Methods: A total of 612 stage III CRC patients who underwent curative-intent surgery between 2004 and 2008 were enrolled. The measured end point was postoperative disease-free survival (DFS) and overall survival (OS).
Results: The metastatic LN numbers were significantly higher in patients with more than 12 LN harvested (4.6 ± 5.81 vs. 2.7 ± 1.97, P < 0.001). The mean LNR was 22.9 ± 20 % (range = 2-100 %, median = 16.7 %). As the cutoff value of LNR was set above 17 %, the impact of the LNR on 5-year DFS became statistically significant.

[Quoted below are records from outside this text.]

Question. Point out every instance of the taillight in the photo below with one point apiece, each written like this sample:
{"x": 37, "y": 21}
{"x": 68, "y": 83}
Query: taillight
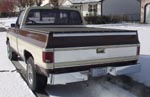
{"x": 138, "y": 50}
{"x": 48, "y": 57}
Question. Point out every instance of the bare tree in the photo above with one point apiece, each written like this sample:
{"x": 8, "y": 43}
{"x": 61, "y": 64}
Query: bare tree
{"x": 38, "y": 2}
{"x": 56, "y": 2}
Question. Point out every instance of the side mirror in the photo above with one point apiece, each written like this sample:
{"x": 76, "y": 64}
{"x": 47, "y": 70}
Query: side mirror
{"x": 13, "y": 25}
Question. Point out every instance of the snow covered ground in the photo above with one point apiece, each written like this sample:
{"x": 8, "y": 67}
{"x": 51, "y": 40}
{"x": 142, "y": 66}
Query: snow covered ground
{"x": 12, "y": 85}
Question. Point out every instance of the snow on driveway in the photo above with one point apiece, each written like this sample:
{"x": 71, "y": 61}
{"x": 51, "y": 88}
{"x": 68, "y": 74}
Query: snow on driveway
{"x": 11, "y": 83}
{"x": 93, "y": 88}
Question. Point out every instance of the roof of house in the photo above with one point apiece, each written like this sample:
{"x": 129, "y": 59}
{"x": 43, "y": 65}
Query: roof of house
{"x": 84, "y": 1}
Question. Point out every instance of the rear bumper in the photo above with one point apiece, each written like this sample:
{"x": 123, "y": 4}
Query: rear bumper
{"x": 46, "y": 72}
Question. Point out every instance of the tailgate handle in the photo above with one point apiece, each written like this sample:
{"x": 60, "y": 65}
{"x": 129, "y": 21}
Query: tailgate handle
{"x": 100, "y": 50}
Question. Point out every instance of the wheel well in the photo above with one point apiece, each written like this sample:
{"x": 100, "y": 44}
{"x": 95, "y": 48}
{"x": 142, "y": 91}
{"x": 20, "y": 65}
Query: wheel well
{"x": 27, "y": 55}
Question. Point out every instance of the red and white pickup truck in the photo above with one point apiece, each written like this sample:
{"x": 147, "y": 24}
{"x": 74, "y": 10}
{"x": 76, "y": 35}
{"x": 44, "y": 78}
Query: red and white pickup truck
{"x": 56, "y": 41}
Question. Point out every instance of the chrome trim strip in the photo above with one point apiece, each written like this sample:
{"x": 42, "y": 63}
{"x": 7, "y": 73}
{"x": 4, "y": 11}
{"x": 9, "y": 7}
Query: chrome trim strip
{"x": 94, "y": 47}
{"x": 93, "y": 62}
{"x": 92, "y": 34}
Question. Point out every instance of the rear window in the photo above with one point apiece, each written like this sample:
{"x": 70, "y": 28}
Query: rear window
{"x": 53, "y": 17}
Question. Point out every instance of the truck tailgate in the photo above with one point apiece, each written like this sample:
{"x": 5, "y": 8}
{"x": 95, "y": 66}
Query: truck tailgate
{"x": 73, "y": 49}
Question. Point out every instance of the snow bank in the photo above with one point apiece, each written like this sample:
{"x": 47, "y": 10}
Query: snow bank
{"x": 11, "y": 83}
{"x": 93, "y": 88}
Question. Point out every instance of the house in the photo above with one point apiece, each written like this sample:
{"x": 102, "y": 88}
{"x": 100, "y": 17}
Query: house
{"x": 145, "y": 11}
{"x": 128, "y": 8}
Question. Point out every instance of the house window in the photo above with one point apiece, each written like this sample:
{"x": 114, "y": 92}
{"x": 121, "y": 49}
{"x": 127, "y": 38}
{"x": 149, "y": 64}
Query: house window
{"x": 92, "y": 9}
{"x": 77, "y": 7}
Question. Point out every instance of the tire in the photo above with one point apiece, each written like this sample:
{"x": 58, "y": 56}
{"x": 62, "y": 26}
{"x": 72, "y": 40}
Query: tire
{"x": 11, "y": 54}
{"x": 36, "y": 82}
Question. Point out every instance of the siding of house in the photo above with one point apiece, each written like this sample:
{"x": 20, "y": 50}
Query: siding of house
{"x": 143, "y": 9}
{"x": 129, "y": 8}
{"x": 84, "y": 7}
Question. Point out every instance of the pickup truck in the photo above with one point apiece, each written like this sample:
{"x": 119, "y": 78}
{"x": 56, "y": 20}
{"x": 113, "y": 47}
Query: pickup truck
{"x": 54, "y": 40}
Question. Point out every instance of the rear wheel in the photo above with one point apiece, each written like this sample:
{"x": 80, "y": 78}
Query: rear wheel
{"x": 11, "y": 54}
{"x": 36, "y": 82}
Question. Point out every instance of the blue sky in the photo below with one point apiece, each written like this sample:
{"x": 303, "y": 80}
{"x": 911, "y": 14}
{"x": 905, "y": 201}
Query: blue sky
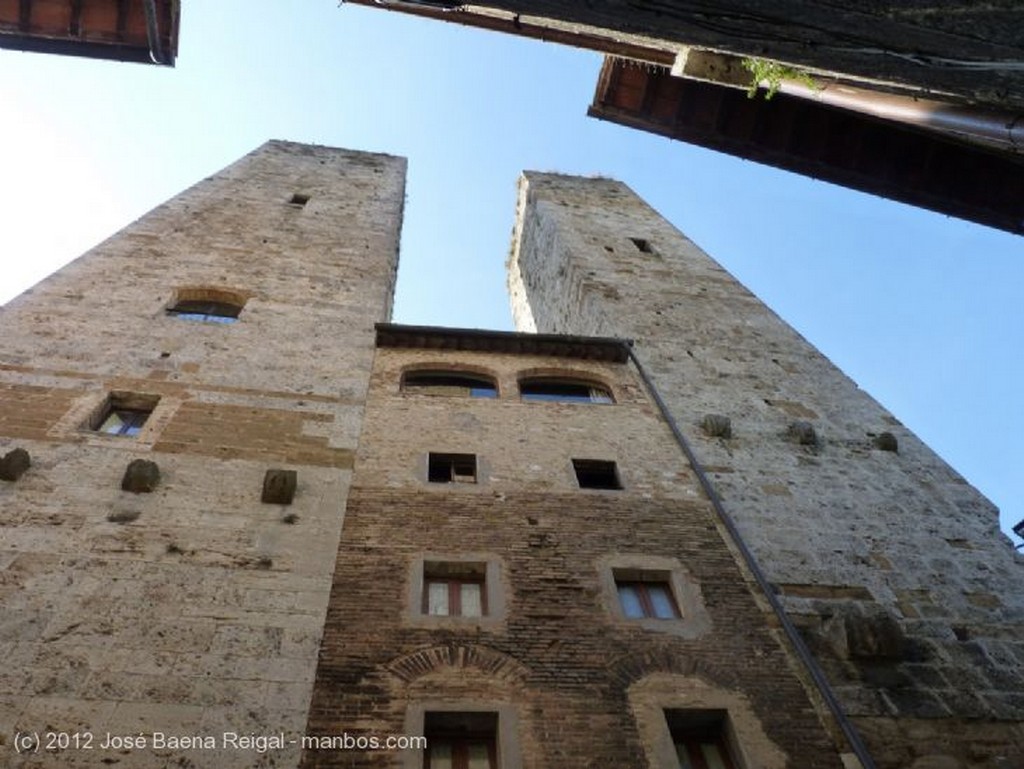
{"x": 924, "y": 311}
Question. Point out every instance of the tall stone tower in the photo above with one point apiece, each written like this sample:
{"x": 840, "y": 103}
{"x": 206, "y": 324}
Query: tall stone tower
{"x": 529, "y": 577}
{"x": 226, "y": 338}
{"x": 890, "y": 562}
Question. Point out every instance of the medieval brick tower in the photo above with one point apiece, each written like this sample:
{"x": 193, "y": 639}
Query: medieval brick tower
{"x": 263, "y": 526}
{"x": 888, "y": 560}
{"x": 226, "y": 334}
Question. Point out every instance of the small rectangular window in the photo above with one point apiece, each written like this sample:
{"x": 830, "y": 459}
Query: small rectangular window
{"x": 449, "y": 383}
{"x": 641, "y": 599}
{"x": 643, "y": 246}
{"x": 452, "y": 468}
{"x": 455, "y": 589}
{"x": 700, "y": 738}
{"x": 563, "y": 391}
{"x": 124, "y": 415}
{"x": 460, "y": 740}
{"x": 596, "y": 474}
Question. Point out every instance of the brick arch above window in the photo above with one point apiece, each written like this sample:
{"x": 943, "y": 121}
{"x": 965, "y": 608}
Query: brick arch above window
{"x": 451, "y": 656}
{"x": 668, "y": 708}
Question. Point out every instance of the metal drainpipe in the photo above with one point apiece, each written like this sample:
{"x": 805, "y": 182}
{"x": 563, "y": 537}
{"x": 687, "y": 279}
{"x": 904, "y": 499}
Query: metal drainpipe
{"x": 852, "y": 737}
{"x": 153, "y": 32}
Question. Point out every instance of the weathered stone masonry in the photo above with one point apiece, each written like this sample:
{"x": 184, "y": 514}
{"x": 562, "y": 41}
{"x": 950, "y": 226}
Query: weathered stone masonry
{"x": 195, "y": 608}
{"x": 585, "y": 686}
{"x": 892, "y": 564}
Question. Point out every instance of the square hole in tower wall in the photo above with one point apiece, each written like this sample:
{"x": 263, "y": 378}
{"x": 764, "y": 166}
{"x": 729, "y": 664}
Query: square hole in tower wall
{"x": 596, "y": 474}
{"x": 452, "y": 468}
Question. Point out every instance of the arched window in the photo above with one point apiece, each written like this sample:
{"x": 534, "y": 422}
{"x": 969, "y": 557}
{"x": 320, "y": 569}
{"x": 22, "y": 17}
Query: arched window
{"x": 451, "y": 383}
{"x": 563, "y": 390}
{"x": 210, "y": 305}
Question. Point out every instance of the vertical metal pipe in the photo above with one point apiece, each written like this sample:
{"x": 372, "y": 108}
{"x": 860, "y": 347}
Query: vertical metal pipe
{"x": 849, "y": 731}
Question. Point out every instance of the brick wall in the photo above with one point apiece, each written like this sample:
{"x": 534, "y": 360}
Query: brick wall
{"x": 195, "y": 609}
{"x": 891, "y": 563}
{"x": 584, "y": 685}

In univariate analysis, the 5-year DFS and OS for patients with high-LNR tumors was 54.4 and 57.3 %, respectively, significantly lower than those for patients with low-LNR tumors (72.8 and 76.4 %; P < 0.001). In multivariate analysis, the independent factors affecting the 5-year DFS and OS were tumor depth, carcinoembryonic antigen level, and LNR.
Conclusion: The LNR, set at the median value or 17 %, could be an independent prognostic factor for stage III CRC patients.